Figure 6a,c show the influence of the fluid velocity on the performance of the catalysts. In general, an increase in the inlet velocity leads to an increase in the pressure drop across the catalytic converter; at the same time, the catalyst conversion efficiency decreases. However, a structure with a large pressure drop does not imply a low catalytic conversion efficiency. Although the octet structure has a larger pressure drop than the SC structure, its catalytic conversion efficiency is higher, and the SC structure has the lowest catalytic efficiency among all structures.
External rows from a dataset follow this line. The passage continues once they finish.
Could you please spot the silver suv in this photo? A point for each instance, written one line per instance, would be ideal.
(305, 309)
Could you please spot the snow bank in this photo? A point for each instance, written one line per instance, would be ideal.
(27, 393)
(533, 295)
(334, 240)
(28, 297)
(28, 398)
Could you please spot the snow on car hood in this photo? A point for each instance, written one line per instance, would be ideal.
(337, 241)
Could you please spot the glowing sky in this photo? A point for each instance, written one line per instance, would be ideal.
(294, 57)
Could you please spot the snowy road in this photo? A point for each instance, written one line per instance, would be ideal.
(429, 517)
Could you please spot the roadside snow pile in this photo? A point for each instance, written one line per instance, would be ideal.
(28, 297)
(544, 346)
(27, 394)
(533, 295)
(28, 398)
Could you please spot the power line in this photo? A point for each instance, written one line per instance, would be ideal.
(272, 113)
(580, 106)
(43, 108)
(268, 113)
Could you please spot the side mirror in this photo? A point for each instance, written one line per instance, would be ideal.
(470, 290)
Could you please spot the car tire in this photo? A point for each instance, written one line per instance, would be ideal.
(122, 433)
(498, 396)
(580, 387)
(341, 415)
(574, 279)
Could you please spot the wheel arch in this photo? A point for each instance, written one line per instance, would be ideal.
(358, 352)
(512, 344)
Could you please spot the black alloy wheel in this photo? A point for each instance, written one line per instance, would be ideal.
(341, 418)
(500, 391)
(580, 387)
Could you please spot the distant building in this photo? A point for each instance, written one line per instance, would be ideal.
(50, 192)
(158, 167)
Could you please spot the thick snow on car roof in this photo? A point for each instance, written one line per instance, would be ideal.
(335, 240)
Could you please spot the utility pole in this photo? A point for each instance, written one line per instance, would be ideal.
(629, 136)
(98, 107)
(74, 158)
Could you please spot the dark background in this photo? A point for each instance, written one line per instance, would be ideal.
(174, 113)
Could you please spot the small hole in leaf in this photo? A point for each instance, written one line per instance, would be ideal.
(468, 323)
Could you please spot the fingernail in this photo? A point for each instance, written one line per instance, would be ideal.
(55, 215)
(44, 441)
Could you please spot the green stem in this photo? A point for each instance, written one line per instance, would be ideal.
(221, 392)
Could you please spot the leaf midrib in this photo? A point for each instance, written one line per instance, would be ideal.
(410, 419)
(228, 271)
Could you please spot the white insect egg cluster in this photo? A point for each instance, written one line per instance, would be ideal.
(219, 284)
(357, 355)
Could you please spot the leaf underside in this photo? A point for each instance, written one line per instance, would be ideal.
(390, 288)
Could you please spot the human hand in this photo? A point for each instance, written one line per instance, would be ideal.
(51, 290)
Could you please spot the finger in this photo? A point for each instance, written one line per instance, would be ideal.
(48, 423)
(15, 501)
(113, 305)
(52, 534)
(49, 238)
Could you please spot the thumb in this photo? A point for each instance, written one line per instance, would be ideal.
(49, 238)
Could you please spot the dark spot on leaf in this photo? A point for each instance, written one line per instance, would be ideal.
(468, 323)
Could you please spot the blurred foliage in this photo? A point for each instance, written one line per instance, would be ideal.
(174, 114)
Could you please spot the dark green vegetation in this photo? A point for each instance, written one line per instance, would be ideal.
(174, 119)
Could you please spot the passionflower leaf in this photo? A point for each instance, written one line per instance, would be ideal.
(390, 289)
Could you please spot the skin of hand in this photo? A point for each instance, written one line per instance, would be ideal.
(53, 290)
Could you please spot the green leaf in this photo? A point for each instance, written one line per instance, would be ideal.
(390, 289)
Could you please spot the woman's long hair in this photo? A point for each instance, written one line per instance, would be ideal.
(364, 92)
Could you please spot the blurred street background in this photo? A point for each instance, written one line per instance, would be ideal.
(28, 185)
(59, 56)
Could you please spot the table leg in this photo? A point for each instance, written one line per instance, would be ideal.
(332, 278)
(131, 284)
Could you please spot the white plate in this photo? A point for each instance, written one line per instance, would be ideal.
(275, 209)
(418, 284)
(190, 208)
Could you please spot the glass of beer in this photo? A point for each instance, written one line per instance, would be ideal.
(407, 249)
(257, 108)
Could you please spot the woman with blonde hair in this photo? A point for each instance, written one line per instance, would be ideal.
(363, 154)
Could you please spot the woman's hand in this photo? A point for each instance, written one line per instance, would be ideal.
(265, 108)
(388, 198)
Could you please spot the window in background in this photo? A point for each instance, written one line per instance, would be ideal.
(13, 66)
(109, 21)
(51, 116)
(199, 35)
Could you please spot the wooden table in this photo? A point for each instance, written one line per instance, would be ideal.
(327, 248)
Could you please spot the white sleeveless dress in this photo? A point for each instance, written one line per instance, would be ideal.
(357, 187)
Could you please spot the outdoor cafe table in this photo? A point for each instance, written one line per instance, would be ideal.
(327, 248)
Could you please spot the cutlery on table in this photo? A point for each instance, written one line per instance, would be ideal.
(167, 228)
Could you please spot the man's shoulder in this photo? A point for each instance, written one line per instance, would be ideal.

Although the monolith structure has a lower relative density and larger surface area than those of the P-TPMS structure, the catalytic conversion efficiency of the P-TPMS structure surpasses that of the monolith as velocity increases. The octet structure has the highest catalytic conversion efficiency values, followed by the Kelvin structure.
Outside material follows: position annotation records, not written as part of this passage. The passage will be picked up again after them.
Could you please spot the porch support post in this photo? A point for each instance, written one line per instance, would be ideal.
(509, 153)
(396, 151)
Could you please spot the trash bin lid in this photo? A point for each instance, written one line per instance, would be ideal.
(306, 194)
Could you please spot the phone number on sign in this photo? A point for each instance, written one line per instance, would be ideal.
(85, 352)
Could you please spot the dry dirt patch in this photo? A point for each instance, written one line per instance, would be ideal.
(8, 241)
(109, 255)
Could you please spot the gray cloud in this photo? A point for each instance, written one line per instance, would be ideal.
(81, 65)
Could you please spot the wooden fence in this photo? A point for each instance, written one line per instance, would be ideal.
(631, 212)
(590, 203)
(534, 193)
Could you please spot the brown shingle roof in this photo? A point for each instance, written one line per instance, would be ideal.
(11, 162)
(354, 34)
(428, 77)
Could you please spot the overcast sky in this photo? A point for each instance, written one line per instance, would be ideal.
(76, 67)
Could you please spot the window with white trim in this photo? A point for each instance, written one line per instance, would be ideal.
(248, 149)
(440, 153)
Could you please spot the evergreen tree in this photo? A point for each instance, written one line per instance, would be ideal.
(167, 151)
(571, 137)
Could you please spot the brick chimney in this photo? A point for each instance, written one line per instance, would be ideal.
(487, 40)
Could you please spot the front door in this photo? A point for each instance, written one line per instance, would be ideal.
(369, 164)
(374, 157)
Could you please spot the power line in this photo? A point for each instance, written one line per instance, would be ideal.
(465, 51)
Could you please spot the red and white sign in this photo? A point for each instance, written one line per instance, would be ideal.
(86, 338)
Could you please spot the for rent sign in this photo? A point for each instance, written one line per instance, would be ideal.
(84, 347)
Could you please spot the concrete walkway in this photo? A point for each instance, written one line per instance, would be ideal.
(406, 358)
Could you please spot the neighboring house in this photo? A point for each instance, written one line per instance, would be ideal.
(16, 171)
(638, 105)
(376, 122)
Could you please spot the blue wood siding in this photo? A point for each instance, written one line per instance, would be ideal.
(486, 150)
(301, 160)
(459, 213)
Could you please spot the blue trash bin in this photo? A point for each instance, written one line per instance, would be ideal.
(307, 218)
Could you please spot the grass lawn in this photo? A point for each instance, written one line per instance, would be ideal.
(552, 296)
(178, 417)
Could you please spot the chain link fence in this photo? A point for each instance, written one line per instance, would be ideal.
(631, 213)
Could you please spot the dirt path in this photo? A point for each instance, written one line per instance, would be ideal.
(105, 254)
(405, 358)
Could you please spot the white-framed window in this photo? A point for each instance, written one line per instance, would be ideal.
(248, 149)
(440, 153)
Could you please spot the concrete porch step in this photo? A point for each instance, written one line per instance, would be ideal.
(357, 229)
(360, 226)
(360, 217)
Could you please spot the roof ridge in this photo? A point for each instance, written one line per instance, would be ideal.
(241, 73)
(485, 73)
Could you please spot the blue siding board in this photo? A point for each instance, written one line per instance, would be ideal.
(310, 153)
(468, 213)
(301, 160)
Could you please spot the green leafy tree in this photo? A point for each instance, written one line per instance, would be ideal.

Figure 6b,d show the influence of the fluid inlet temperature on the performance of the catalyst. According to the experimental results of Pazmino [39], which depend on the temperature of the inflowing exhaust gas, CO conversion is approximately 70%. The results of this study show that the CO conversion of the monolith structure is approximately 69% (Figure 5b). This confirms the reliability of the simulation. The octet structure exhibits the highest catalytic conversion efficiency, as previously mentioned. This is due to the large surface area and octet structure reaching the light-off temperature quickly due to the lower heat capacity than monolithic and P-TPMS structures. The flow of the octet structure aids in the heat transfer of the structure. This can enhance catalytic reactions. Additionally, the surface area of the octet structure is approximately double that of the Kelvin structure, while its thermal response rate is the second-highest and quite similar to that of the Kelvin structure. The SC structure shows the lowest catalytic conversion efficiency, mainly because the reactive region (the surface area) was too small.

4. Conclusions

In this study, 3D microstructures were used to overcome the performance limitations of conventional catalytic converters. Fluid flow, heat transfer, and chemical reactions in the proposed catalyst substrates were simulated using COMSOL Multiphysics^® software. The main conclusions of this study are as follows:

(1)

Pressure drop and thermal reaction rate are significant variables that affect the efficiency of the catalytic converter. Pressure drop affects the vehicle’s driving efficiency and, thus, overall vehicle efficiency. The pressure drop of the octet structure can be large depending on the flow rate, but catalytic conversion efficiency does not decrease owing to the turbulent flow mixing in the structure. These results can help save energy by assessing the problems that lead to energy loss.

(2)

Considering the overall catalytic conversion efficiency and driving efficiency, it was concluded that the Kelvin structure is the most suitable for catalytic converters.

(3)

Finally, to increase the efficiency of the catalyst, the applied structure should have a high thermal response rate and a large surface area. The SAV ratio should not be considered the only parameter when designing the catalyst substrate. The SC structure had the highest SAV ratio among the studied structures, but it showed the lowest catalytic conversion efficiency in simulations. The SC structure has an extremely low relative density in comparison with the other structures; consequently, its thermal response was rapid. However, its catalytic conversion efficiency was low because the total reactive surface area was small. Thus, although it is crucial to reach the light-off temperature rapidly, the surface area of the catalyst structure is the most important variable in terms of catalyst conversion efficiency.